The common snowdrop (Galanthus nivalis) is the best-known representative of a small genus of about 20 species in the family Amaryllidaceae that are among the first bulbs to bloom in spring.
- Galanthus nivalis Poculiformis Group - inner segments are almost same length and shape as outer ones, usually unmarked and without a "sinus" (notch); includes such cultivars as 'Sandhill Gate'
- Galanthus nivalis Sandersii Group - marks on inner segments are yellow instead of green; includes 'Sandersii' and 'Lutescens'
- G. nivalis Scharlockii Group - "donkey's ears snowdrop" with elongated spathe split down center, resembling upright ears
- G. nivalis f. pleniflorus 'Blewbury Tart' - upward- or outward-facing flowers with dark green markings in the center
- G. nivalis f. pleniflorus 'Flore Pleno' - doubles, usually quite untidy rosettes of extra segments of uneven length
- G. nivalis f. pleniflorus 'Lady Elphinstone' - a version of 'Flore Pleno' with yellowish coloring inside the flowers instead of green; may revert or vary from year to year
- G. nivalis f. pleniflorus 'Pusey Green Tip' - with small green tips to the outer segments
Double-flowered forms such as Galanthus nivalis f. pleniflorus 'Flore Pleno' may be less attractive to the eye of the purist.
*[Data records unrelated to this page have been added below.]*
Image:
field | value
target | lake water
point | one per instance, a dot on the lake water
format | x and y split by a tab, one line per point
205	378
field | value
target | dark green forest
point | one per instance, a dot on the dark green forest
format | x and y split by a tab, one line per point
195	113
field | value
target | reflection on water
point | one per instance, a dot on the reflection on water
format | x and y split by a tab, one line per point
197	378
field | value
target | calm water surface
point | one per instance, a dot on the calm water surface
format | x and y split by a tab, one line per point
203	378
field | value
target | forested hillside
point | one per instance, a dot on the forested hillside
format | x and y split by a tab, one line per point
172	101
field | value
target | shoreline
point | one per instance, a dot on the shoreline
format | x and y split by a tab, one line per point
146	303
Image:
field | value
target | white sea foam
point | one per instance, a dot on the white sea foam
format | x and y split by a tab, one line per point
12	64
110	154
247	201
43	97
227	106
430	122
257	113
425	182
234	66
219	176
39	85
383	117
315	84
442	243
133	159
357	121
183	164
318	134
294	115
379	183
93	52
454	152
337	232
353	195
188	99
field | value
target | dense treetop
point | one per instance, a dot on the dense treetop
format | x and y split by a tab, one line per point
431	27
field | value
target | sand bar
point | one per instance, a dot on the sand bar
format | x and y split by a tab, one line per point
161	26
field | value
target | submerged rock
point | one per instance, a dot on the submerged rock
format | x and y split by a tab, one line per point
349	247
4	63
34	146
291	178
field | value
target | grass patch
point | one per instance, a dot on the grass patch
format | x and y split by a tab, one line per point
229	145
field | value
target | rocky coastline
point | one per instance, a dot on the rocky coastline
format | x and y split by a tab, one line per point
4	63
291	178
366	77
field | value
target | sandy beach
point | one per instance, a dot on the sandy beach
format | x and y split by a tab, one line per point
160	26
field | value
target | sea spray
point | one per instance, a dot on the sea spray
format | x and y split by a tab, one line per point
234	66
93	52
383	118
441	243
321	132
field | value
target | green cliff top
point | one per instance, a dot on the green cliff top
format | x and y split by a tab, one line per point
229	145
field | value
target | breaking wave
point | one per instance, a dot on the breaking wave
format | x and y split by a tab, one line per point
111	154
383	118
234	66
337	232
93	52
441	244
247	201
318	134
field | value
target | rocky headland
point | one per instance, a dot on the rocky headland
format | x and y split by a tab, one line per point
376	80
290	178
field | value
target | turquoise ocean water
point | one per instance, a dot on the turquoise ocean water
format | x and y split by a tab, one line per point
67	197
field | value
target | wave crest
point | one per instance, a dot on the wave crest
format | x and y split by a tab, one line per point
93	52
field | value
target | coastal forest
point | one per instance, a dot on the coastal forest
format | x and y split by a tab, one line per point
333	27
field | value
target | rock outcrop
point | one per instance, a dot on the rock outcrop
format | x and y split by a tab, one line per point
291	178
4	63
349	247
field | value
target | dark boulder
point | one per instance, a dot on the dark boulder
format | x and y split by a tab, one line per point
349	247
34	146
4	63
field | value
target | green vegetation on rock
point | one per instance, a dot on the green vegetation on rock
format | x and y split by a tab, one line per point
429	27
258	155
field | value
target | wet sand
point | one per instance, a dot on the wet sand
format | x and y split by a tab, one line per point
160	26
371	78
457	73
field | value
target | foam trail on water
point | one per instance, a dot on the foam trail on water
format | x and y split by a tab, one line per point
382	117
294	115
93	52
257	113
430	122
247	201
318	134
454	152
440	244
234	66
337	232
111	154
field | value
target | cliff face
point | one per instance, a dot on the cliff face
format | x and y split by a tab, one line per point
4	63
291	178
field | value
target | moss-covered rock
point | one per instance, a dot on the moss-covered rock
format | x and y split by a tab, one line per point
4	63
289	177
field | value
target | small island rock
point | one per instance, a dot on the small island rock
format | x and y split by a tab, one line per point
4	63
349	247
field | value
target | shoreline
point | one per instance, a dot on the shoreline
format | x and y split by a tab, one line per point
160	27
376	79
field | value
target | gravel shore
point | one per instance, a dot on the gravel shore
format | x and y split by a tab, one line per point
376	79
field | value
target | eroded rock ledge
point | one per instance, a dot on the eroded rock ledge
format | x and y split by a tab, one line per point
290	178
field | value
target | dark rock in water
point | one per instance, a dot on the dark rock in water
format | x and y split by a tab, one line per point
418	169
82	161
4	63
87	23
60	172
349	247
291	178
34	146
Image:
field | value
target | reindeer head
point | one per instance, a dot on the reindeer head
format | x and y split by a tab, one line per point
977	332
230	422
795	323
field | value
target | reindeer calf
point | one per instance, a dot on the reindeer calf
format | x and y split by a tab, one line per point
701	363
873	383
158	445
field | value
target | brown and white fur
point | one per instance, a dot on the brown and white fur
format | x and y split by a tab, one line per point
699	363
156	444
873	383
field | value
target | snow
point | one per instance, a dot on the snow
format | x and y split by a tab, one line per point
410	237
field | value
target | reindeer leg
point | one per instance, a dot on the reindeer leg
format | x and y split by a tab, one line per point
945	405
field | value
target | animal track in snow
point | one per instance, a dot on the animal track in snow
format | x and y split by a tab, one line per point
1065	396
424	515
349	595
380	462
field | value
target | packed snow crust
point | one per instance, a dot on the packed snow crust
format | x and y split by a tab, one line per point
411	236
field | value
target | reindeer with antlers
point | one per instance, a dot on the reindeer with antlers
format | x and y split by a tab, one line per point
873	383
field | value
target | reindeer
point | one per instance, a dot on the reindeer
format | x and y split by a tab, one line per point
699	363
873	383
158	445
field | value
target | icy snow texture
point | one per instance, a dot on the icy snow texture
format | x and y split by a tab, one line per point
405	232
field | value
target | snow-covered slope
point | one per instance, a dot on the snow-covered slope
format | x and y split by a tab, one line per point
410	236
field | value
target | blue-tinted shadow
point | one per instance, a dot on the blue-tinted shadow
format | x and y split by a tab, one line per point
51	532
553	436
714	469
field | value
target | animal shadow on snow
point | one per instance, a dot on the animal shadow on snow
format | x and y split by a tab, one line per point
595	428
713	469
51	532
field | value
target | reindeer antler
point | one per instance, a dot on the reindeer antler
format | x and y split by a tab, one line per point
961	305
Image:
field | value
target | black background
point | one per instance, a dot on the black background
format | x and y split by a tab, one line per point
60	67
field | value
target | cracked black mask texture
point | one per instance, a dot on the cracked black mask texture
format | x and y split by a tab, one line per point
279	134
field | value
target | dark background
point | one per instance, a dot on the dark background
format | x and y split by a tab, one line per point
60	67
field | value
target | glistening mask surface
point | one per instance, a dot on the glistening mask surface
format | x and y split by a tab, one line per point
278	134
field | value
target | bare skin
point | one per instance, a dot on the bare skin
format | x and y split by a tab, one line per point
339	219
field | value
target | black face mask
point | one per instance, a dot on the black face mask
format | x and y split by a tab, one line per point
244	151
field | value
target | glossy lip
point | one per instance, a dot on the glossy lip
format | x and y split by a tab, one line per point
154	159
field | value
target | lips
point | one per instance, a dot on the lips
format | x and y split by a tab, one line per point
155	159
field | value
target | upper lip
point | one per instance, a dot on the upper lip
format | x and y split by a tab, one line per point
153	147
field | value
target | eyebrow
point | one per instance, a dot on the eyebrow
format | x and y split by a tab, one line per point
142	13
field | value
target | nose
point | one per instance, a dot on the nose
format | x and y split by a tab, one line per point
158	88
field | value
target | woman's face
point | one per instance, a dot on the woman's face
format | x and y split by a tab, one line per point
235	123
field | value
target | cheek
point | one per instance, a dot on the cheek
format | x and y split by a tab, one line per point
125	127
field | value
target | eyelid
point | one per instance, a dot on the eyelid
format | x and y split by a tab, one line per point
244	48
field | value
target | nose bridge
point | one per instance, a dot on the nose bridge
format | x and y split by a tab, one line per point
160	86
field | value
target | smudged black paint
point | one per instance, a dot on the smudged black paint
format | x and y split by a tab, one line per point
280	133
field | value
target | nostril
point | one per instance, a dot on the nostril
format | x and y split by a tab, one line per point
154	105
There are numerous cultivars (cultivated varieties), single and double, differing particularly in the size and markings of the flower, the period of flowering, and other characteristics of interest to keen (even fanatical) collectors known as "galanthophiles".
Other notable species:
- Crimean snowdrop, Galanthus plicatus, 30 cm tall, flowering January/March, white flowers, with broad leaves folded back at the edges
- Giant snowdrop, Galanthus elwesii, a native of the Levant, 23 cm tall, flowering January/February, with large flowers, the three inner segments of which often have a much larger and more conspicuous green blotch (or blotches) than the more common kinds.
Propagation is by offsets removed when the plants are at rest, immediately after the leaves have withered; or by seeds sown either when ripe, or in spring. Professional growers and keen amateurs also use such methods as "twin-scaling" to increase the stock of choice varieties quickly.